The loop rotate originally transforms it to:

if (cond) { // taken probability 7/35
L1:

stmt;
if (cond) { // taken probability 7/35
  goto L1;
}

}

Your patch change it to:

if (cond) { // taken probability 7/28
L1:

stmt
if (cond) { // taken probability 1/7
  goto L1;
}

}

Assuming "cond" has fixed taken probability, the original probability seems more correct to me? Or am I missing something?

@danielcdh Its the true the cond is not changed, but the inputs to the condition has changed, before you were testing with index variable in the loop header, now u have 2 conditions and the SSA values you use in the conditions have changed, so the probability needs to be adjusted. I will explain more when i get to office.

trentxintong added a comment.EditedJan 12 2017, 10:23 AM

After we rotate the loop, we duplicate the comparison the old header into the guard block and we move the header to the end of the loop. So basically we have 2 branches that carry the branch_weight metadata they need to be adjusted. With this patch, we only do the adjustment for loop with only 1 exitting block, if the loop has early exits, its harder to adjust the branch weight properly. e.g. if we have an early exit in the loop, we will not be able to tell whether the latch block will ever be reached after rotation, not to mention to adjust its branch weight, (we need to look at the branch weights of the early exits to do this properly).

There are 2 conditions that are constant after rotation, (1) # of times the loop body is executed and (2) the # of times the exit block is executed. (these are the values we can get by extracting the prof metadata from the header branch before rotation).
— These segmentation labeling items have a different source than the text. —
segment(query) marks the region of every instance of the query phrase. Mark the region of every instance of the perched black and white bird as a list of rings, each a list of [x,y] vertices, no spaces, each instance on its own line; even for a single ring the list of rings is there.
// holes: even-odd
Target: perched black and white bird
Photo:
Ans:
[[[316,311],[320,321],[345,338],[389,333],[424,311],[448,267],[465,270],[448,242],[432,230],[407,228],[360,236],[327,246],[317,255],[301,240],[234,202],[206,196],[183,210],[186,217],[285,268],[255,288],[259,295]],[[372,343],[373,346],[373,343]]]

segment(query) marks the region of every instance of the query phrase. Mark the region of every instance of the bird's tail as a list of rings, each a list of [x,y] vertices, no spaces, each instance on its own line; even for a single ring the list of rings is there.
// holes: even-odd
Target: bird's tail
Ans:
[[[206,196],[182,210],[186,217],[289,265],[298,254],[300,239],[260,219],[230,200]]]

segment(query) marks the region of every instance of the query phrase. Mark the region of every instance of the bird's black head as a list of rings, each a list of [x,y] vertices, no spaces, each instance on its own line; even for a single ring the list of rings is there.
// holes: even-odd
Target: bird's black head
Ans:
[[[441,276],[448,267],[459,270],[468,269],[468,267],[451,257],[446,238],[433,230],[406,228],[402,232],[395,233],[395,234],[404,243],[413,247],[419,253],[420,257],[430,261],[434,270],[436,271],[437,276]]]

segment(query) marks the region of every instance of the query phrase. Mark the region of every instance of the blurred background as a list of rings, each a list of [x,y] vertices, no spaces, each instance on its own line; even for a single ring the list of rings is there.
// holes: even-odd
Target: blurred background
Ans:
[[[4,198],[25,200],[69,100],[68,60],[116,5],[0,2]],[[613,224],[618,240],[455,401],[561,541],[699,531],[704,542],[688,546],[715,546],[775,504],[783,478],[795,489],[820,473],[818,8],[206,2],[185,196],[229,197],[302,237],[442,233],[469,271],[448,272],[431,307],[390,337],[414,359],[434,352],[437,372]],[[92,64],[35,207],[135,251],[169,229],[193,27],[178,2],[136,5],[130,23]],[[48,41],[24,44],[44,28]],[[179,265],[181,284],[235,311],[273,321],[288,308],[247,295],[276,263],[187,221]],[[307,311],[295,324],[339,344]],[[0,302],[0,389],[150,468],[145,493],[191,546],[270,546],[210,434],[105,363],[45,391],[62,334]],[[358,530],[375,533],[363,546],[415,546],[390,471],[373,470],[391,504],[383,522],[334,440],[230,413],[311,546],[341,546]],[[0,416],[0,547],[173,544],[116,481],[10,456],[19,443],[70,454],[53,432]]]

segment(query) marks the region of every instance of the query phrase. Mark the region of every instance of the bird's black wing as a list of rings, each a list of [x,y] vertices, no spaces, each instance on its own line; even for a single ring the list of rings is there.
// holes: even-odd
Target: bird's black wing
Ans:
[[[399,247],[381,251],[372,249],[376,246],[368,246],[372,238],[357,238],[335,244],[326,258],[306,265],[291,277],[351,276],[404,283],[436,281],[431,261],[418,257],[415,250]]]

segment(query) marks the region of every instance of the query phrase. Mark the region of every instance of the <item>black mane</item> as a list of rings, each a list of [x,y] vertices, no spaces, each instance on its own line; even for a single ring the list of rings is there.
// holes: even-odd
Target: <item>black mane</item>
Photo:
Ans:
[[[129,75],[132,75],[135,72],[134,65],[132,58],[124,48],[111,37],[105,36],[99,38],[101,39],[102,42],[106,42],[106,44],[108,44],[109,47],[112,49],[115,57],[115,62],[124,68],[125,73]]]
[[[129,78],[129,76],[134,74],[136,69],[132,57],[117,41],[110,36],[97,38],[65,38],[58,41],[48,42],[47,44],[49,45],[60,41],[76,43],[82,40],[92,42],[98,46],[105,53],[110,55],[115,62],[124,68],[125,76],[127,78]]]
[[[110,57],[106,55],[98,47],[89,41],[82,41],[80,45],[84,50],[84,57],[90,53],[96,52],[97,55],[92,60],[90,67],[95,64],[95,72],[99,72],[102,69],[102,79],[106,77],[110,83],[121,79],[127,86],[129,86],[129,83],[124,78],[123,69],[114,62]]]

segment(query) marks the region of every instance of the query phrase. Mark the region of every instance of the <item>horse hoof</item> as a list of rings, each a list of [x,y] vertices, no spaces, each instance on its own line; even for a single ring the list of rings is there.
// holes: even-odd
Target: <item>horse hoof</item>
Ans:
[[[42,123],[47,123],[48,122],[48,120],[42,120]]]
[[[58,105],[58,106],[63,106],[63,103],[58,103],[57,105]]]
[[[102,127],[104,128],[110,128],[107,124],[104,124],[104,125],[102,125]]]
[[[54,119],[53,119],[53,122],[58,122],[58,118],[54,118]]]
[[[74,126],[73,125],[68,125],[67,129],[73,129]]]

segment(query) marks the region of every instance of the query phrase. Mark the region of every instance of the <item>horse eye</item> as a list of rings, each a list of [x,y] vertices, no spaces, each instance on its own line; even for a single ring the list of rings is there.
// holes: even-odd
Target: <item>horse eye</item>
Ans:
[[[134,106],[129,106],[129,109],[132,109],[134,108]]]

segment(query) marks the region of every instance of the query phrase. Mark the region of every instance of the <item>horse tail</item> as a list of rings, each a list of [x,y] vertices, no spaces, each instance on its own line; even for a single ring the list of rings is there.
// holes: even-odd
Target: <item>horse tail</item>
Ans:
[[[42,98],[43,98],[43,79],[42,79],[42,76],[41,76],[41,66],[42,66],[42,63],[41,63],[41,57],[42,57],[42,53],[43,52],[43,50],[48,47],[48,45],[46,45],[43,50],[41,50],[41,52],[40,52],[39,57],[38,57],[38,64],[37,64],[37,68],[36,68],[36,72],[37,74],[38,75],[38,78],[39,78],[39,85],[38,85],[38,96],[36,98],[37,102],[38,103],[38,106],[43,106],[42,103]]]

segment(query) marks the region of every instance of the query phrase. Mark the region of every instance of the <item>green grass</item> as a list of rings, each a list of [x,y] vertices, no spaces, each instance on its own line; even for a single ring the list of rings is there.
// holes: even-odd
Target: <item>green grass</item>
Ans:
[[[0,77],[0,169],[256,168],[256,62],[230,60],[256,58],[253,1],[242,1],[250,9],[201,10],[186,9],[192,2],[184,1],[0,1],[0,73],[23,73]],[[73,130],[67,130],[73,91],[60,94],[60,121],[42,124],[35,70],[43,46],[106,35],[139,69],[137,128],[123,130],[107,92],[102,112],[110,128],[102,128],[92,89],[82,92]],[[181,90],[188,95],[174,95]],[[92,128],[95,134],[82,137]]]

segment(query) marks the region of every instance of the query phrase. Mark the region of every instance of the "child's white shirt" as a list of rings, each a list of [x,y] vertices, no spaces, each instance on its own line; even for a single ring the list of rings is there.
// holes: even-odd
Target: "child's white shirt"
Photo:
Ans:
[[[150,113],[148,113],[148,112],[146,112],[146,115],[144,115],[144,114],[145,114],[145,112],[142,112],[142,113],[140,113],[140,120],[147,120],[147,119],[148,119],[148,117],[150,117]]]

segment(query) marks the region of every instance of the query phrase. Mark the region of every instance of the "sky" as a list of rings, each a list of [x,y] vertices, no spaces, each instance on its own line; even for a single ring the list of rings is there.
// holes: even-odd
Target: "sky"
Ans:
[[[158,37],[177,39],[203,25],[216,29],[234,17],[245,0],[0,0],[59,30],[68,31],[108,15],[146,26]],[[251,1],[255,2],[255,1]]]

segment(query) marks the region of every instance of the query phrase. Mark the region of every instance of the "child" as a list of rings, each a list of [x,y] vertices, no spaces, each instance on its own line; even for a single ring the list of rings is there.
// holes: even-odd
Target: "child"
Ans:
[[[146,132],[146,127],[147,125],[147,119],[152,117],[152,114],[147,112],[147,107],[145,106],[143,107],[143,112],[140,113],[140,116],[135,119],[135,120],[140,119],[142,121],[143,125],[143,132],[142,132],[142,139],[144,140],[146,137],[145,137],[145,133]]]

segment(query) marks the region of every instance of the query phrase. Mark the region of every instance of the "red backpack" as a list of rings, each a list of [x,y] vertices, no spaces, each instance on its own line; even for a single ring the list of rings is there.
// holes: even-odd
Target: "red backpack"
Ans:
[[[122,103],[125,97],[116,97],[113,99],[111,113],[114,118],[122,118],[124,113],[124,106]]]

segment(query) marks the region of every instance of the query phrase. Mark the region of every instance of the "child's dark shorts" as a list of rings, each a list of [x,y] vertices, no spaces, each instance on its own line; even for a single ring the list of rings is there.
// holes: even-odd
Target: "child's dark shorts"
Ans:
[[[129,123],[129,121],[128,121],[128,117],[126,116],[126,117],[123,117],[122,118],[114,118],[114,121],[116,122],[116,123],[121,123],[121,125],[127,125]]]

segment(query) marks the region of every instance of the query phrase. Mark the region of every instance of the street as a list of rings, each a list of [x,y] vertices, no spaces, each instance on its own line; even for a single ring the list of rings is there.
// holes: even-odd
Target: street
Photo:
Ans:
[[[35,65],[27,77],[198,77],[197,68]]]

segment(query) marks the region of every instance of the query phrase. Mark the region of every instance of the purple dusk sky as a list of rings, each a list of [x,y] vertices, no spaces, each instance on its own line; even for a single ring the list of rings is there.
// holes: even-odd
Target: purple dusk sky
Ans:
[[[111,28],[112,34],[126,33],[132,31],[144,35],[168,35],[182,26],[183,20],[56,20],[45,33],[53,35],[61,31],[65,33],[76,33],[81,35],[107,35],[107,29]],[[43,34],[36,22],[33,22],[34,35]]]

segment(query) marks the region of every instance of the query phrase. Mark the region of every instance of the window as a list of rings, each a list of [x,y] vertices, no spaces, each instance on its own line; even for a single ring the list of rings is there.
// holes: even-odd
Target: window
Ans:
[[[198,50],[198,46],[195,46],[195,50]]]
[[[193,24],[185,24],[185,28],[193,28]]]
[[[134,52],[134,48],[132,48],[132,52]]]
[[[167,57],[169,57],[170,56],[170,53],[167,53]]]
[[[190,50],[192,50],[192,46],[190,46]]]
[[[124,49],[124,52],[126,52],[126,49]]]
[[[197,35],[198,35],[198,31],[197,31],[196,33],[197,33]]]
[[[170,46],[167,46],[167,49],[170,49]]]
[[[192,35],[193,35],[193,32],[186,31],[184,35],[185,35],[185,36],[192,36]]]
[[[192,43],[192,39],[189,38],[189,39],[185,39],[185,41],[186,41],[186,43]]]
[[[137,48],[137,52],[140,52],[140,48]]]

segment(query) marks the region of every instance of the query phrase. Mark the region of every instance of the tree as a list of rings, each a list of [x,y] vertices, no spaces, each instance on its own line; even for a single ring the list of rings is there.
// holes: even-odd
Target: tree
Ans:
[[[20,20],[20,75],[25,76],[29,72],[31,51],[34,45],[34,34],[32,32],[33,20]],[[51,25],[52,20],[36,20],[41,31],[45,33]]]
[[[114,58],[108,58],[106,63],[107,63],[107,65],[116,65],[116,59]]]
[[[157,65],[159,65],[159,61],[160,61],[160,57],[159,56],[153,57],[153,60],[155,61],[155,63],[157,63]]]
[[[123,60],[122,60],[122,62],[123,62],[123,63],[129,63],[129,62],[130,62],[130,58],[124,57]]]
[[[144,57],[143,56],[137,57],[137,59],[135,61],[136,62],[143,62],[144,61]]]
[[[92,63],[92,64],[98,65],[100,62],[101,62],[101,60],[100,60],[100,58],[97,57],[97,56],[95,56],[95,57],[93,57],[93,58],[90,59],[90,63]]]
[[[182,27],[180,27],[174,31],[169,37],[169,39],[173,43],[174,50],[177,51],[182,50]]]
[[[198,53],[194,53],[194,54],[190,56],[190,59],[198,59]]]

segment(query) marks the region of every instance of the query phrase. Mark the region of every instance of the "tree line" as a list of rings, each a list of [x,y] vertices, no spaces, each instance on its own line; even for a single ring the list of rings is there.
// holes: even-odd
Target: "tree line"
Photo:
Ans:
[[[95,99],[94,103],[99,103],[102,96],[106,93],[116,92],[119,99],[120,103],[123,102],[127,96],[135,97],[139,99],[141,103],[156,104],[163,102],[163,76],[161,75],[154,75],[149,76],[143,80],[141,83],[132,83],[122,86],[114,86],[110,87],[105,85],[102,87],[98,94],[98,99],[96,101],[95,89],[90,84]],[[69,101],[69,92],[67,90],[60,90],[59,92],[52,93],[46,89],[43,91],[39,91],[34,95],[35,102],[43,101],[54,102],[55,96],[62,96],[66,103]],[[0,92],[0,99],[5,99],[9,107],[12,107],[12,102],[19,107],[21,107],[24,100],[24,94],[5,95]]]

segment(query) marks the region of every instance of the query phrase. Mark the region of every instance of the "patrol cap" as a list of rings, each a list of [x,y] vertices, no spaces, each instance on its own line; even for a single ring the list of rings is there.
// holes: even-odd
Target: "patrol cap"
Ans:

The backedge weight should simply be the # of times the loop body is executed - # of times the loop exit is executed. With the loop exit count, loop body weight and loop backedge weight, we can compute the branch weight for the guard block.

This is true iff the loop executes at least once every time. If the loop body execute seldom, they we can not do it (and we will get a negative backedge weight num with # of times the loop body is executed - # of times the loop exit is executed.) In this case, we cap the backedge # to 1 (should be 0). And with this information we can compute loop exit weight and all the other weights.

Thats roughly what the patch is doing and how the numbers in the test case is computed.

mkuper added inline comments.Jan 12 2017, 12:59 PM
lib/Transforms/Scalar/LoopRotation.cpp
527

Also, regardless of the rest of the discussion - I don't think we should drop the metadata on the floor if we fail.

I don't think "No data is better than imprecise data" is right in the general case, but that's arguable. Specifically here, though, we're imprecise even if updateLoopEstimatedBranchWeight() succeeds, because of the assumptions we make on the distribution.

trentxintong added inline comments.Jan 12 2017, 1:29 PM
lib/Transforms/Scalar/LoopRotation.cpp
527

I am fine changing this, i.e. keeping the metadata when we cant update them properly. I think they would still be useful (not counter-productive) in this case, even though imprecise.

Address suggestions.

Hopefully remove some unrelated changes to some unrelated files.

I only want the head commit to be included in this patch.

I want to merge https://reviews.llvm.org/D28460, but I do not know how to do
so on Phabricator. So I merged it manually =).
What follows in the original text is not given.